The Balliol which Johnny flew at Cottesmore was exactly the right kind of aircraft for a pilot of Johnny's temperament: it was powered by the Rolls Royce Merlin, the engine that powered the fighters that won the Battle of Britain and it was highly manoeuvrable. As a gymnast, Johnny took naturally to slow rolls, stall turns and the like and went on to win his course trophy for aerobatics. However, he was less excellent at instrument flying: he failed to get his White Instrument Rating Card at his first attempt, which led me to tell Johnny that he was a better pilot upside down than the right way up.

You can imagine the spirit of friendly rivalry that there was between us. He was brotherly enough to fly up from Rutland to Scotland to attend my passing-out parade, but this did not stop me from crowing for the next fortnight at his wingless state. His magnanimity was such, however, that he did not crow over me when I was transferred to the RAF Education Branch, while he reached operational status on a Gloster Meteor fighter squadron, in the country's front line of aerial defence. Our rivalry extended to every area of life, and sometimes reached ridiculous lengths. Thus, when I received a telegram from him in 1955 saying 'Have got engaged', I promptly proposed to my then girl-friend and telegraphed back, 'Snap!'.

Johnny went on to marry Vicki, and a life that was all too soon to be blighted by the onset of Parkinson's Disease. During his gradual but inexorable physical decline, two things struck everyone who met him.

Firstly, this athlete who had rejoiced in his physical prowess never railed against his misfortune. He was a veritable Mr Standfast. More than anyone I have ever known, he was able to meet with Triumph and Disaster, and treat those two imposters just the same.

Secondly, the comfort and support that his wife gave him throughout his illness is beyond any words of mine to praise. Who can find a virtuous woman? for her price is far above rubies. The heart of her husband doth safely trust in her ... she will do him good and not evil all the days of her life. Such a virtuous woman was, and is, Vicki.

Now Johnny is dead. For all of us who loved him and thought highly of him, this is a time of grief and yet it is also a time of relief, now that he is at last at rest.
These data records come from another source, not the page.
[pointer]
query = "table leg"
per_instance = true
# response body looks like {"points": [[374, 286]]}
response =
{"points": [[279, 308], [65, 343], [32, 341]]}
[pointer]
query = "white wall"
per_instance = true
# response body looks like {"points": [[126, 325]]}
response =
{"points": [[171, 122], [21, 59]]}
Let the verses I am about to say – written for another Johnny, another pilot, long ago-speak for all those who grieve for Johnny this day.
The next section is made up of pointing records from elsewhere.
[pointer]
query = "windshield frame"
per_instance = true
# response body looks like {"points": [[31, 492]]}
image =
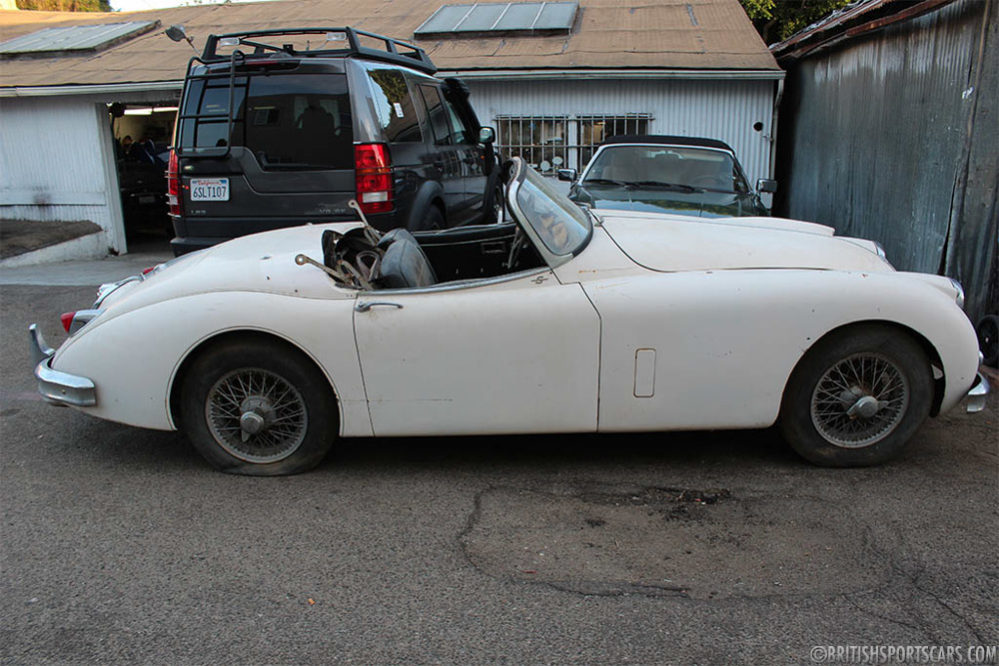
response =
{"points": [[521, 174], [737, 167]]}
Do not despair / For Johnny-head-in-air: / He sleeps as sound / As Johnny under ground.
Fetch out no shroud / For Johnny-in-the-cloud; / And keep your tears / For him in after years.
Better by far / For Johnny the Bright Star / To keep your head / And see his children fed.

John Fisk Randall was, truly, Johnny the Bright Star. During his long illness he proved himself to be Mr Standfast: throughout his life he was also Mr Valiant-for-truth. So let me end this eulogy by telling of the death of Mr Valiant-for-truth at the end of The Pilgrims Progress.

He called for his friends and ... said he, I am going to my Fathers, and tho with great Difficulty I am got hither, yet now I do not repent me of all the Trouble I have been at to arrive where I am.

My Sword, I give to him that shall succeed me in my Pilgrimage and my Courage and Skill, to him that can get it. My Marks and Scarrs I carry with me, to be a witness for me, that I have fought his Battels, who now will be my Rewarder.

When the Day that he must go hence, was come, many accompanied him to the River side, into which, as he went, he said, Death, where is thy Sting? And as he went down deeper, he said,
Grave where is thy Victory? So he passed over, and the Trumpets sounded for him on the other side.

Ave atque vale, Iohannes! Hail and farewell, Johnny!